While a typical investor has significant exposure to ‘stock market/economic’ risk and some have large exposure to ‘interest rate’ risk, very few have any exposure to ‘insurance risk’. Introducing this other type of risk that is not correlated at to either economic or interest rate risk has a tremendous advantage to an overall portfolio’s risk and return.

No asset class is perfect however, so all investors should be aware of a couple important concerns unique to these investments.

  • All-Or-Nothing Payoff: In the case of catastrophe bonds, the vast majority will be an all or nothing proposition in terms of payoff. If the bond triggers are not met the investor (in the vast majority of cases) will get 100% of their principal returned with interest, but if a triggering event does occur the investor will most likely lose 100% of their principal. This makes holding any 1 bond extremely risky and unadvisable. Therefore we are holding a fund that holds many diversified bonds so if any 1 security does trigger it will have a small impact over all.

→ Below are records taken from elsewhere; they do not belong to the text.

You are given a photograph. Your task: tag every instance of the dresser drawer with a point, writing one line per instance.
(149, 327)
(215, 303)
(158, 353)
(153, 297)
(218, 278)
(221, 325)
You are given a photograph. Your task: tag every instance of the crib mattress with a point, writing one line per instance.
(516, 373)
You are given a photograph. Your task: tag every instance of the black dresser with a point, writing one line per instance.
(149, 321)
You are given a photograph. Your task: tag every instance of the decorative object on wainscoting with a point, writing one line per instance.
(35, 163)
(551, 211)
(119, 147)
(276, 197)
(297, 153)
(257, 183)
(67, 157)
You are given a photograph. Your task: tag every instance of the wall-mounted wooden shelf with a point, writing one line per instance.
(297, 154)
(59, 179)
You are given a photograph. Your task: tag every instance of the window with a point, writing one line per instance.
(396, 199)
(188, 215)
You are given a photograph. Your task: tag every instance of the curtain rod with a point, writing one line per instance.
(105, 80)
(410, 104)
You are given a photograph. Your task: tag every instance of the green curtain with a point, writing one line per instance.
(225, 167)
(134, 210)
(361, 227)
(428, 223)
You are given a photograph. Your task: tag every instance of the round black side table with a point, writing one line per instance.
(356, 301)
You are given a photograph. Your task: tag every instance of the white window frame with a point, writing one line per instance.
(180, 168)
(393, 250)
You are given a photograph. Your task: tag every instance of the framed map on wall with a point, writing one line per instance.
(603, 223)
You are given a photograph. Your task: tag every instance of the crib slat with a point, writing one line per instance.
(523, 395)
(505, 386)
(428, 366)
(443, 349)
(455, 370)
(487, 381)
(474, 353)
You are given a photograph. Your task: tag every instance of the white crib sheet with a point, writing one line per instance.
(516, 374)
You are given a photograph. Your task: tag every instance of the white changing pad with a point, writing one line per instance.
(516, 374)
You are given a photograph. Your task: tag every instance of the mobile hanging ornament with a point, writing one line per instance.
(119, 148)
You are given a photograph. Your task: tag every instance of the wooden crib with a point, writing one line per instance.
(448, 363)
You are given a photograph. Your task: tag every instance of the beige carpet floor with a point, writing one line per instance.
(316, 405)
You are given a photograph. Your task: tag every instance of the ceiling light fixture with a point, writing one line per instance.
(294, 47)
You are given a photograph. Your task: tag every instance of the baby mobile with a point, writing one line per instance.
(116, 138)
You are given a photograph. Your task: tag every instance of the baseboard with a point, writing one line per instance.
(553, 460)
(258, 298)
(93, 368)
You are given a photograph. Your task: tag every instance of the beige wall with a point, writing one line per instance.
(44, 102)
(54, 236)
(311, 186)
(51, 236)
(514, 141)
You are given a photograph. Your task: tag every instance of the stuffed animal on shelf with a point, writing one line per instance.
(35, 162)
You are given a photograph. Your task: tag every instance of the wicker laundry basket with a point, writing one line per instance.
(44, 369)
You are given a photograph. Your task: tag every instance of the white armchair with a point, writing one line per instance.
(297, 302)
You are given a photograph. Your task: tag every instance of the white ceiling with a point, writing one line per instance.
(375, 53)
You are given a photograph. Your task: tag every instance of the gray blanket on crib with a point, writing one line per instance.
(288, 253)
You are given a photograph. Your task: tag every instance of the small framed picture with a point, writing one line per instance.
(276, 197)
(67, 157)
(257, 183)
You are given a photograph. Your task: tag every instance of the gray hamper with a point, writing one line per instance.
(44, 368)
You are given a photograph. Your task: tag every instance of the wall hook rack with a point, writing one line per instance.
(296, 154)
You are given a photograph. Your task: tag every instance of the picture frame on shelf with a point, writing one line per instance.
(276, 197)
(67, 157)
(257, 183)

  • Modeling Risks: With both quota share and catastrophe bonds the climate/weather modeling that ‘creates’ the agreed upon underlying investment return/risk metrics are not perfect and are very long term orientated. What this combination creates in the short term are results that will deviate largely from long term modeled outcomes. Modeling is getting better and better however, and again if you hold enough diversified investments the risk of any one event being modeled incorrectly is greatly mitigated.

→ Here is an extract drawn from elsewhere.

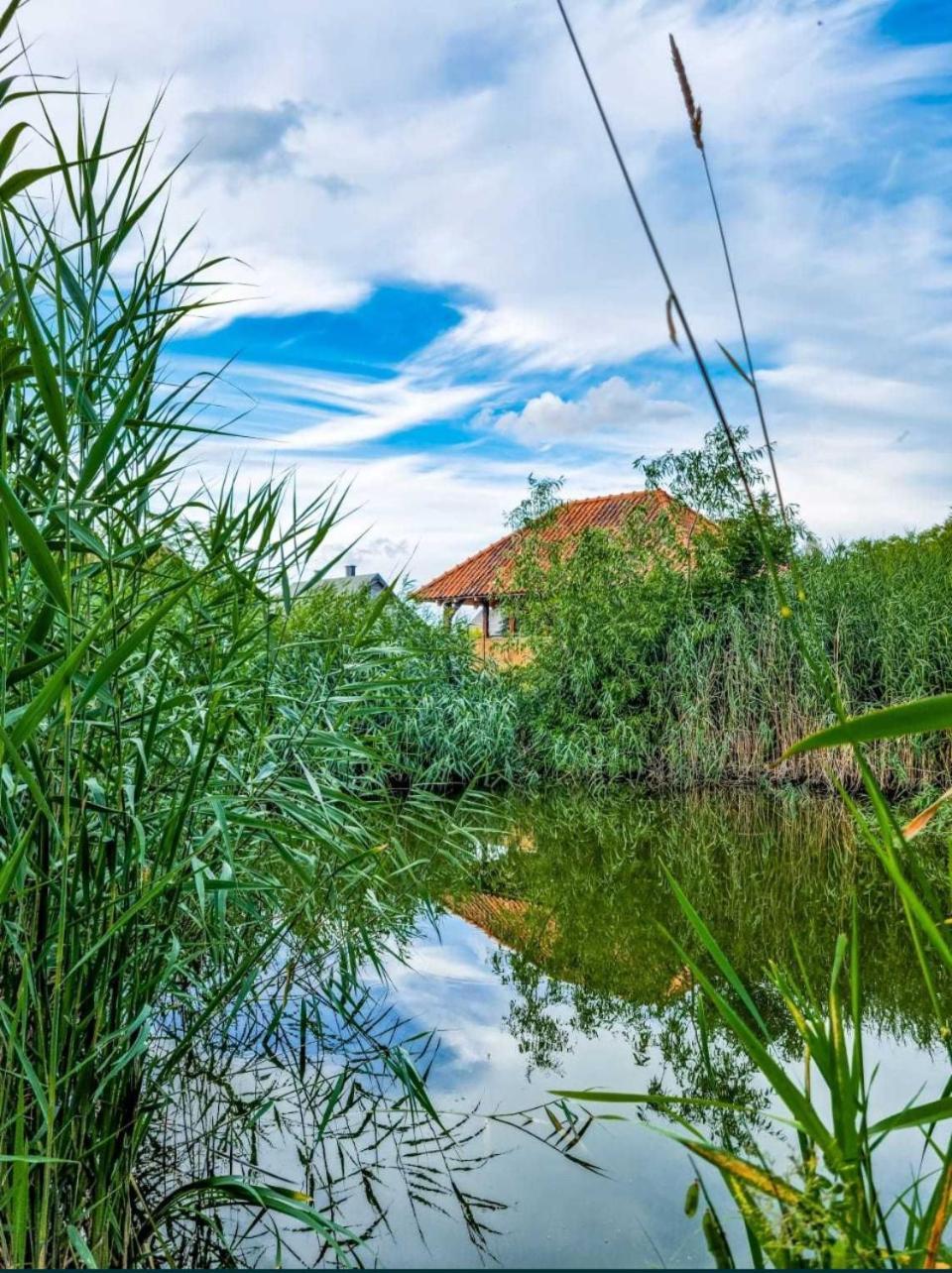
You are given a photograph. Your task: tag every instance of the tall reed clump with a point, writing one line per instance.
(161, 833)
(434, 720)
(826, 1209)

  • Limited Liquidity: Liquidity is more of an issue with quota share than catastrophe bonds, as we hold catastrophe bonds through a normal open end mutual fund we can sell at any time. Even though our quota share will be held through an open end fund as well, it will only have quarterly liquidity, as quota share itself does have little interim liquidity. If purchasing the timeline for the funds invested should be for no less than 3-5 years anyway as it is important to hold through a full insurance premium cycle.

We will be moving approximately 10% of most of our client’s portfolio into the asset class with the allocation coming out of both stocks and fixed income within the next month.